Soll von der Ausnahmemöglichkeit ab 1. Oktober Gebrauch gemacht werden, muss der landwirtschaftliche Betrieb lediglich eine Anzeige beim zuständigen Amt für Landwirtschaft, Flurneuordnung und Forsten (ALFF) unter Benennung der betreffenden Flächen einreichen. Die Flächen können dann mit Tieren aller Art beweidet oder der Aufwuchs kann durch Schnittnutzung für Futterzwecke – auch in Nachbarschaftshilfe - verwendet werden.

„Dadurch stehen einer Nutzung dort, wo der Aufwuchs vorhanden ist, keine administrativen Regelungen mehr entgegen. Das ist eine sehr gute Entscheidung im Interesse der landwirtschaftlichen Betriebe und der Tiere“, sagte Dalbert.

Die Einhaltung der übrigen Bedingungen für ÖVF-Zwischenfrüchte, wie zum Beispiel die Aussaat einer Kulturpflanzenmischung oder das Verbleiben der Zwischenfrüchte bzw. Pflanzenreste nach der Mahd oder Beweidung bis zum 15. Februar des folgenden Jahres auf der Fläche, bleiben von dieser Regelung unberührt und sind weiterhin einzuhalten.


Hintergrund
Eine Nutzung von ÖVF-Zwischenfruchtflächen ist aufgrund nationaler Beihilferegelungen (Direktzahlungen-Durchführungsverordnung und Agrarzahlungen-Verpflichtungenverordnung) nur durch eine Eilverordnung mit Zustimmung des Bundesrates möglich. Der Bundesrat hatte am 18. September der Eilverordnung zugestimmt. Die entsprechenden Änderungen treten voraussichtlich nach der Verkündung heute (24. September) im Bundesanzeiger am Folgetag in Kraft. Frühestens ab dem 1. Oktober kann davon Gebrauch gemacht werden. Notleidende Betriebe können jedoch schon jetzt entsprechende Anzeigen mit kurzer Begründung und Angabe der Flächen beim zuständigen Amt für Landwirtschaft, Flurneuordnung und Forst formlos einreichen. Ein Antrag ist nicht erforderlich.

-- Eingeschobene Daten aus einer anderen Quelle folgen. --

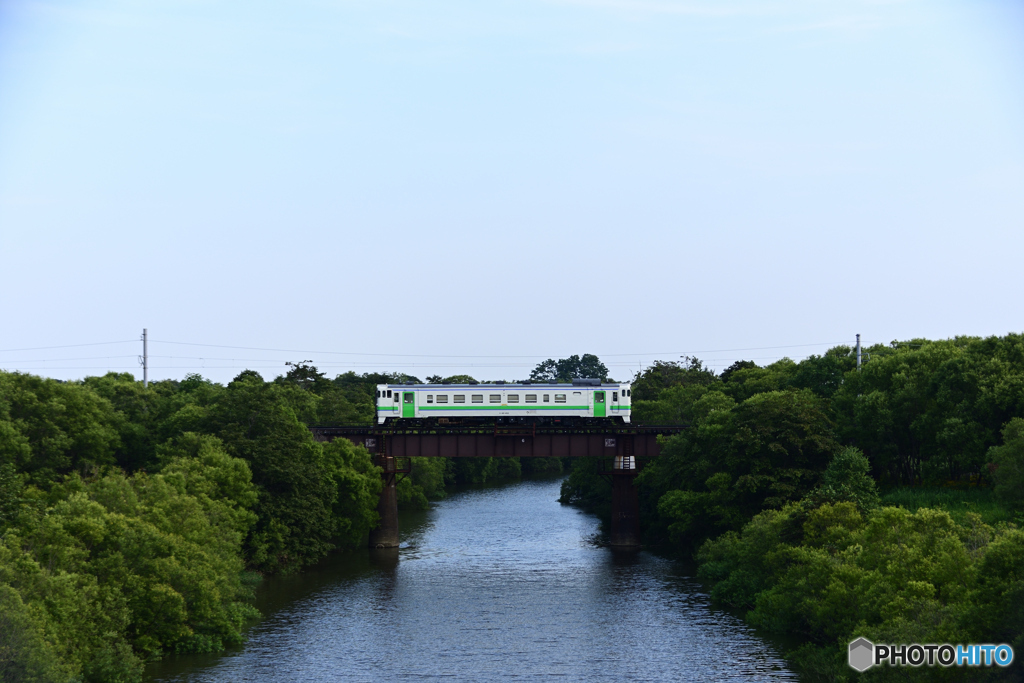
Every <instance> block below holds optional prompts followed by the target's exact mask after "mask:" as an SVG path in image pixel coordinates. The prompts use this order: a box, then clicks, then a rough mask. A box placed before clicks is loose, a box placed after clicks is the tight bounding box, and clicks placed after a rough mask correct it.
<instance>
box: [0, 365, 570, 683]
mask: <svg viewBox="0 0 1024 683" xmlns="http://www.w3.org/2000/svg"><path fill="white" fill-rule="evenodd" d="M438 379H440V378H438ZM446 379H458V378H446ZM379 382H418V380H417V379H416V378H414V377H408V376H403V375H380V374H367V375H355V374H354V373H347V374H344V375H340V376H338V377H337V378H335V379H334V380H329V379H327V378H326V377H325V376H324V374H323V373H319V372H317V371H316V369H315V368H313V367H310V366H307V365H302V364H298V365H294V366H292V369H291V371H290V372H289V373H288V374H287V375H284V376H282V377H278V378H276V379H274V380H272V381H265V380H264V379H263V378H262V377H260V375H259V374H257V373H255V372H252V371H246V372H243V373H241V374H240V375H239V376H238V377H236V378H234V380H233V381H231V382H230V383H228V384H227V386H221V385H218V384H214V383H211V382H209V381H207V380H205V379H203V378H202V377H200V376H198V375H193V376H188V377H186V378H185V379H184V380H182V381H164V382H153V383H151V384H150V386H148V387H145V388H144V387H143V386H142V383H141V382H137V381H136V380H135V379H134V378H133V377H132V376H131V375H127V374H121V375H119V374H113V373H112V374H108V375H105V376H103V377H90V378H87V379H85V380H84V381H81V382H61V381H57V380H51V379H44V378H41V377H36V376H33V375H26V374H19V373H0V681H4V682H6V681H18V682H24V681H39V682H44V681H78V680H82V681H96V682H100V681H102V682H121V681H125V682H127V681H137V680H139V679H140V677H141V672H142V665H143V663H144V661H145V660H147V659H151V658H154V657H159V656H162V655H164V654H167V653H171V652H208V651H217V650H219V649H222V648H223V647H224V646H227V645H230V644H233V643H238V642H240V641H241V640H242V638H243V633H244V630H245V628H246V626H247V624H249V623H251V622H252V621H253V620H254V618H257V617H258V614H257V613H256V611H255V610H254V608H253V607H252V606H251V598H252V595H253V589H254V587H255V586H256V585H257V584H258V582H259V580H260V577H261V575H262V574H265V573H272V572H288V571H296V570H300V569H301V568H302V567H304V566H307V565H309V564H311V563H314V562H316V561H318V560H321V559H322V558H323V557H325V556H326V555H327V554H328V553H329V552H331V551H332V550H335V549H339V548H354V547H361V546H362V544H365V543H366V538H367V533H368V531H369V529H370V528H372V527H373V526H375V525H376V523H377V521H378V516H377V511H376V507H377V500H378V495H379V493H380V488H381V478H380V470H379V469H377V468H376V467H374V465H373V464H372V462H371V458H370V455H369V454H368V453H367V452H366V451H365V450H364V449H362V447H356V446H353V445H352V444H351V443H350V442H349V441H347V440H345V439H340V440H336V441H332V442H330V443H319V442H317V441H315V440H314V439H313V438H312V436H311V433H310V431H309V429H308V427H309V426H310V425H314V424H321V425H326V424H337V423H348V424H351V423H359V422H362V423H369V422H370V421H371V419H372V416H373V414H374V401H375V398H374V396H375V391H376V387H375V385H376V384H377V383H379ZM561 467H562V463H561V462H560V461H558V460H553V461H547V460H543V461H541V460H539V461H532V462H528V463H525V464H523V465H520V463H519V461H518V460H513V459H463V460H447V459H415V461H414V463H413V473H412V476H411V477H410V478H407V479H404V480H402V481H401V483H400V484H399V505H400V506H402V507H407V508H410V507H412V508H417V507H419V508H423V507H426V506H427V500H428V499H429V498H439V497H442V496H444V488H445V486H447V485H453V484H460V483H474V482H483V481H487V480H489V479H500V478H511V477H518V476H520V475H521V474H522V473H523V470H525V471H526V473H530V472H548V471H553V472H557V471H560V470H561Z"/></svg>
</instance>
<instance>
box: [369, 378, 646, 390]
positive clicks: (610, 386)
mask: <svg viewBox="0 0 1024 683" xmlns="http://www.w3.org/2000/svg"><path fill="white" fill-rule="evenodd" d="M624 384H630V383H629V382H601V381H600V380H573V381H572V383H571V384H569V383H566V382H490V383H483V382H480V383H477V384H386V385H383V386H389V387H416V388H420V389H436V388H441V387H443V388H451V389H508V388H513V389H534V388H538V387H540V388H545V389H551V388H555V389H557V388H565V389H572V388H575V389H579V388H580V387H618V386H622V385H624Z"/></svg>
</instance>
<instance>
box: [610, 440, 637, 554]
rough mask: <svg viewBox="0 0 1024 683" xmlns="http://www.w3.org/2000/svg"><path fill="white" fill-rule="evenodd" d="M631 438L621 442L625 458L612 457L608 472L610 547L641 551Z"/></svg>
mask: <svg viewBox="0 0 1024 683" xmlns="http://www.w3.org/2000/svg"><path fill="white" fill-rule="evenodd" d="M632 440H633V439H632V438H630V437H627V438H626V439H624V441H625V443H624V444H623V445H624V455H622V456H616V457H615V463H614V466H613V467H612V468H611V539H610V540H611V547H612V548H615V549H620V550H637V549H639V548H640V497H639V496H638V494H637V487H636V486H634V485H633V481H634V478H635V477H636V475H637V469H636V458H635V457H634V456H633V449H632V445H633V443H632Z"/></svg>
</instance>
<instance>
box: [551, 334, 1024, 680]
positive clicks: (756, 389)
mask: <svg viewBox="0 0 1024 683" xmlns="http://www.w3.org/2000/svg"><path fill="white" fill-rule="evenodd" d="M864 357H865V361H864V362H863V366H862V368H861V369H860V370H859V371H858V370H857V369H856V357H855V355H854V352H853V349H851V348H848V347H838V348H834V349H831V350H829V351H827V352H826V353H824V354H823V355H820V356H817V355H813V356H811V357H809V358H807V359H805V360H803V361H801V362H794V361H792V360H788V359H783V360H780V361H778V362H775V364H772V365H770V366H768V367H765V368H759V367H758V366H756V365H755V364H754V362H751V361H740V362H736V364H734V365H733V366H732V367H730V368H728V369H727V370H726V371H725V372H723V373H721V374H720V375H716V374H714V373H712V372H710V371H708V370H707V369H705V368H703V367H702V364H701V362H700V361H699V360H697V359H694V358H684V359H683V361H681V362H662V364H655V365H654V366H652V367H651V368H648V369H647V370H646V371H645V372H643V373H642V375H640V376H639V377H637V378H636V380H635V382H634V384H633V396H634V399H635V400H634V407H633V419H634V420H635V421H637V422H640V423H645V424H654V423H678V422H682V423H685V424H687V425H689V429H687V430H685V431H684V432H683V433H682V434H679V435H677V436H673V437H671V438H668V439H666V440H665V442H664V443H663V457H662V458H659V459H657V460H654V461H651V462H649V463H647V464H646V466H645V467H644V468H643V470H642V472H641V473H640V475H639V476H638V478H637V481H638V486H640V500H641V517H642V521H643V528H644V531H645V535H646V539H645V540H646V542H647V543H648V544H650V545H652V546H659V547H662V548H664V549H670V550H675V551H678V552H681V553H683V555H684V556H685V557H695V559H696V561H697V563H698V575H699V578H700V579H701V580H702V581H705V582H706V583H707V585H709V587H710V588H711V590H712V596H713V597H714V598H715V599H716V600H717V601H718V602H719V603H721V604H724V605H728V606H730V607H733V608H736V609H739V610H740V611H742V612H743V613H744V614H745V615H746V618H748V621H749V622H750V623H752V624H754V625H755V626H757V627H759V628H761V629H763V630H764V631H766V632H768V633H774V634H776V635H778V636H780V637H781V638H782V642H785V643H791V645H790V646H788V647H787V656H788V657H790V658H791V660H792V661H794V663H795V664H796V665H797V666H798V668H800V669H801V671H802V673H803V675H804V678H806V680H812V681H816V680H823V681H839V680H855V679H856V680H859V677H860V676H864V677H865V679H872V680H873V679H879V680H882V679H885V680H981V679H984V678H985V677H986V676H992V677H994V678H999V677H1006V678H1011V679H1013V680H1017V679H1020V678H1021V677H1022V674H1021V673H1020V672H1021V671H1022V668H1021V665H1020V663H1019V661H1018V663H1015V664H1014V665H1013V666H1012V667H1011V668H1010V669H1009V670H1006V671H1002V670H995V671H992V670H977V669H974V670H969V671H965V670H963V669H958V668H955V667H954V668H951V669H942V668H940V667H935V668H929V667H923V668H921V669H907V668H897V669H889V668H883V669H872V670H869V671H868V672H866V673H865V674H863V675H861V674H857V673H856V672H854V671H853V670H851V669H849V668H848V667H847V666H846V645H847V643H849V642H850V641H851V640H853V639H854V638H855V637H860V636H863V637H866V638H868V639H869V640H872V641H873V642H884V643H912V642H918V643H946V642H948V643H965V644H966V643H1010V644H1012V645H1013V646H1014V648H1015V650H1016V651H1017V652H1018V653H1021V654H1024V531H1022V530H1021V528H1020V526H1022V525H1024V524H1022V523H1024V336H1022V335H1009V336H1007V337H1001V338H988V339H977V338H957V339H952V340H947V341H936V342H930V341H927V340H912V341H910V342H906V343H896V342H894V343H892V344H890V345H880V346H874V347H871V348H868V349H866V353H865V355H864ZM597 468H598V465H597V464H595V463H592V462H588V461H583V460H581V461H577V462H575V463H573V467H572V471H571V473H570V475H569V477H568V478H567V479H566V481H565V482H564V484H563V486H562V500H563V502H566V503H575V504H580V505H583V506H585V507H587V508H589V509H592V510H594V511H596V512H598V513H599V514H602V515H604V516H607V515H608V513H609V510H608V505H609V503H608V501H609V498H610V487H609V485H608V484H607V483H606V482H605V481H604V480H603V479H601V478H600V477H599V476H598V475H597ZM792 643H797V644H796V645H792Z"/></svg>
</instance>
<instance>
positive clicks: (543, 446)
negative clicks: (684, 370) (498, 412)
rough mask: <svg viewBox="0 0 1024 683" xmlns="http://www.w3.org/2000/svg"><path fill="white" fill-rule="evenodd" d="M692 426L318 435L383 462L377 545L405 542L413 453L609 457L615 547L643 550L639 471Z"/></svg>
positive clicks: (497, 456)
mask: <svg viewBox="0 0 1024 683" xmlns="http://www.w3.org/2000/svg"><path fill="white" fill-rule="evenodd" d="M683 429H685V427H684V426H680V425H671V426H649V425H622V424H620V425H614V424H613V425H602V426H596V425H595V426H590V425H588V426H577V427H552V426H537V425H520V426H501V425H488V426H482V425H475V426H465V425H451V426H444V425H441V426H430V427H415V426H414V427H408V426H402V427H393V426H388V425H342V426H337V427H311V428H310V431H312V434H313V437H314V438H315V439H316V440H318V441H330V440H333V439H336V438H347V439H348V440H350V441H352V442H353V443H355V444H357V445H361V446H364V447H366V449H367V451H369V452H370V454H371V456H372V457H373V459H374V464H375V465H377V466H378V467H380V468H381V472H382V477H383V479H384V487H383V489H382V490H381V497H380V501H379V503H378V505H377V512H378V513H380V518H381V521H380V525H379V526H378V527H377V528H376V529H374V530H372V531H371V532H370V547H371V548H396V547H397V546H398V499H397V492H396V488H395V486H396V485H397V483H398V481H400V480H401V478H402V477H403V476H406V475H407V474H409V472H410V471H411V470H412V461H411V459H412V458H601V459H603V461H604V462H605V466H604V467H603V468H602V470H601V472H600V474H601V475H602V476H604V477H605V478H607V479H609V480H610V481H611V539H610V541H611V546H612V547H613V548H639V546H640V502H639V499H638V497H637V489H636V486H634V485H633V484H634V481H633V479H634V477H636V475H637V474H638V473H639V471H640V469H642V466H643V463H644V461H646V460H647V459H650V458H656V457H657V456H658V455H659V450H658V442H657V437H658V436H668V435H671V434H677V433H679V432H680V431H682V430H683Z"/></svg>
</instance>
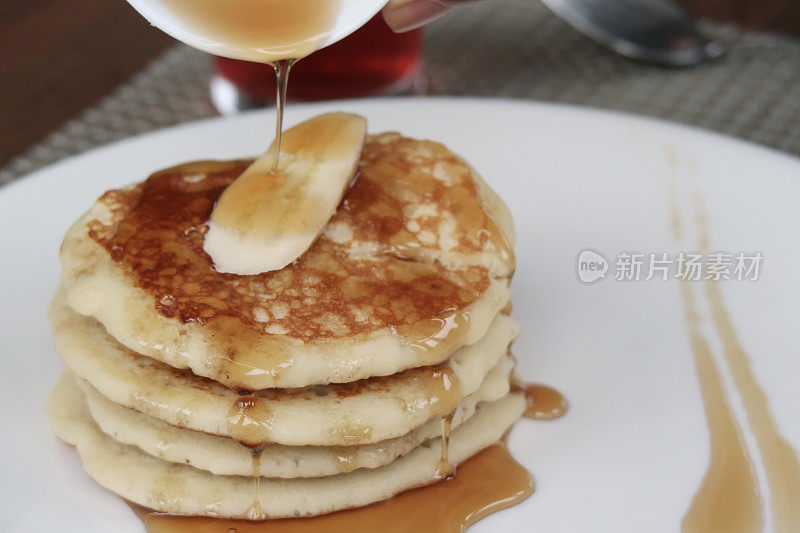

Die Futternutzung von Flächen mit ÖVF-Zwischenfrüchten durch notleidende Nachbarbetriebe mit Viehhaltung, ist zulässig und muss in der Anzeige konkret benannt werden. Eine Verwendung des Aufwuchses für andere Zwecke (zum Beispiel in einer Biogasanlage) ist nicht zulässig. Die Ausnahmen gelten ausschließlich zur Futterversorgung in tierhaltenden Betrieben aufgrund regionaler Engpässe.